Navigation Project

Project Details

This project consist of training an agent to navigate and collect bananas in a large, square world.

A reward of +1 is provided for collecting a yellow banana, and a reward of -1 is provided for collecting a blue banana. Thus, the goal of the agent is to collect as many yellow bananas as possible while avoiding blue bananas.

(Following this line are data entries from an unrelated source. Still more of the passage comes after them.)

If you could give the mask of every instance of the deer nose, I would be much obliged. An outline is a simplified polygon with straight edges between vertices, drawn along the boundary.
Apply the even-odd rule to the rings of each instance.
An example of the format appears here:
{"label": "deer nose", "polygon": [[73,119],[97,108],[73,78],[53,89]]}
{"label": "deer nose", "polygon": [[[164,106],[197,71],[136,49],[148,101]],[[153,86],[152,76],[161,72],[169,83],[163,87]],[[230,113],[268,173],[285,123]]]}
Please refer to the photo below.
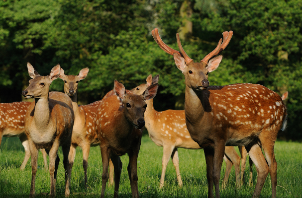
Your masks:
{"label": "deer nose", "polygon": [[206,79],[202,80],[202,81],[201,81],[201,85],[203,87],[207,87],[209,85],[209,82]]}
{"label": "deer nose", "polygon": [[22,95],[23,95],[24,96],[26,96],[27,93],[28,93],[28,92],[26,90],[24,90],[22,92]]}
{"label": "deer nose", "polygon": [[145,126],[145,120],[143,119],[140,119],[137,120],[137,124],[138,126],[141,128]]}

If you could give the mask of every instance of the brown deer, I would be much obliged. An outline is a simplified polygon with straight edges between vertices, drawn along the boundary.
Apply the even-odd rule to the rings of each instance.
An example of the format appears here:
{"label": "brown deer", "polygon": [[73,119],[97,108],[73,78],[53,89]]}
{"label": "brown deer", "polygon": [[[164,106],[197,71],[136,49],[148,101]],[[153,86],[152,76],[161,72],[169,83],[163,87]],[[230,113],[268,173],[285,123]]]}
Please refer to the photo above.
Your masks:
{"label": "brown deer", "polygon": [[[85,78],[89,69],[85,68],[80,71],[78,75],[65,75],[64,70],[61,68],[59,77],[64,81],[64,92],[67,94],[72,102],[72,106],[75,114],[75,122],[71,136],[71,146],[68,157],[69,161],[69,175],[71,177],[71,171],[75,161],[76,148],[80,146],[83,149],[84,169],[85,186],[87,187],[87,168],[88,156],[91,146],[100,145],[101,142],[96,132],[95,117],[101,100],[87,105],[78,105],[77,95],[78,85],[80,80]],[[113,164],[110,160],[110,184],[113,181]]]}
{"label": "brown deer", "polygon": [[[282,100],[284,101],[286,100],[289,95],[289,92],[286,91],[282,94],[281,96],[281,98]],[[228,146],[229,147],[229,146]],[[232,146],[229,146],[229,147],[232,148],[230,149],[230,153],[233,155],[231,156],[232,159],[234,158],[240,158],[239,156],[237,154],[235,149]],[[244,174],[244,170],[245,170],[245,165],[246,161],[246,157],[247,156],[247,152],[246,151],[246,149],[243,146],[238,146],[238,148],[239,149],[239,152],[240,153],[241,155],[241,167],[240,170],[240,186],[242,186],[243,185],[243,175]],[[222,183],[222,188],[225,188],[226,187],[226,185],[227,183],[227,181],[228,180],[228,177],[231,172],[231,169],[232,168],[232,166],[233,166],[233,160],[231,159],[230,157],[226,153],[225,153],[224,157],[223,159],[225,161],[226,163],[226,168],[225,170],[225,174],[224,175],[224,178],[223,178],[223,182]],[[235,155],[237,155],[237,157],[234,157]],[[235,161],[236,164],[240,163],[239,160]],[[250,186],[253,186],[253,161],[252,161],[250,158],[249,158],[249,163],[250,164],[250,173],[249,173],[249,185]],[[235,166],[235,169],[236,169],[236,166]]]}
{"label": "brown deer", "polygon": [[[24,118],[30,102],[15,102],[0,103],[0,145],[2,137],[19,137],[25,151],[20,170],[23,170],[30,157],[28,140],[24,133]],[[44,159],[44,167],[48,169],[47,154],[44,149],[40,149]]]}
{"label": "brown deer", "polygon": [[[135,94],[142,94],[148,86],[158,82],[159,75],[152,78],[150,74],[146,79],[146,84],[141,84],[139,86],[131,89]],[[178,184],[180,187],[183,186],[183,181],[179,170],[179,160],[177,148],[190,149],[200,149],[201,148],[198,144],[192,139],[190,135],[186,125],[186,116],[184,110],[168,110],[158,112],[153,107],[153,99],[150,99],[146,103],[147,104],[145,113],[146,128],[148,130],[149,136],[152,140],[158,146],[162,146],[164,151],[162,161],[162,175],[160,181],[160,188],[163,188],[165,180],[166,169],[170,157],[171,157],[173,165],[176,171]],[[232,162],[236,170],[236,184],[239,184],[239,169],[240,158],[232,146],[225,147],[225,153],[228,159],[227,167],[229,166]],[[230,169],[232,167],[230,166]],[[228,177],[228,175],[225,176]],[[227,179],[227,178],[226,179]]]}
{"label": "brown deer", "polygon": [[145,126],[145,101],[156,95],[158,84],[149,86],[142,95],[126,90],[114,81],[113,90],[103,98],[96,117],[96,128],[101,140],[102,162],[101,198],[104,196],[108,180],[108,165],[111,159],[114,171],[114,198],[118,196],[122,163],[120,156],[127,153],[128,173],[132,198],[138,198],[137,160],[140,148],[142,129]]}
{"label": "brown deer", "polygon": [[[258,198],[269,172],[272,197],[276,197],[277,162],[274,153],[279,131],[286,127],[286,107],[281,97],[259,84],[209,86],[208,73],[219,66],[222,56],[214,57],[228,44],[233,32],[224,32],[217,47],[200,62],[194,63],[176,37],[180,52],[165,44],[158,30],[152,34],[160,47],[173,55],[185,75],[186,124],[191,137],[203,148],[209,198],[220,197],[219,181],[225,146],[244,145],[258,173],[253,197]],[[261,148],[263,149],[264,157]]]}
{"label": "brown deer", "polygon": [[22,92],[26,98],[34,98],[26,112],[25,134],[28,139],[31,155],[31,185],[30,195],[35,194],[38,149],[45,148],[49,155],[50,196],[55,194],[55,183],[60,158],[57,155],[62,146],[65,170],[65,196],[69,196],[70,176],[68,174],[68,154],[71,142],[71,132],[74,115],[70,98],[63,93],[49,92],[49,86],[60,75],[60,65],[51,69],[47,76],[41,76],[29,63],[27,69],[29,86]]}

The state space has 37 dimensions and contains the agent's velocity, along with ray-based perception of objects around the agent's forward direction. Given this information, the agent has to learn how to best select actions. Four discrete actions are available, corresponding to:

0 - move forward.
1 - move backward.
2 - turn left.
3 - turn right.

The task is episodic, and in order to solve the environment, the agent must get an average score of +13 over 100 consecutive episodes.

Results

To solve this project, a Dueling Double Deep Q-Network was created with its model and agent architectures on files model.py and dqn_agent.py. The agent solved the problem in 400 episodes, as seen in the graphic:

Below you can see how the trained agent is perfoming on the task (Score = 17):

The saved network weights are on output/checkpoint.pth

Instructions

First of all, you need to clone this repository: git clone https://github.com/jardsantos/navigation_project

Getting Started

In order to use this repository you must have Anaconda(or just python 3) and Pytorch installed.
To set up the environment follow the instructions 1 to 3 of DRLND GitHub repository.
Download the Unit Environment, put it on the folder of this repository and unzip (or decompress) the file. To download, select one of the environment that matches your operation system:
- Linux: click here
- Mac OSX: click here
- Windows (32-bit): click here
- Windows (64-bit): click here

Run agent

To run the trained agent you need to run agent.py including the path to your unit environment.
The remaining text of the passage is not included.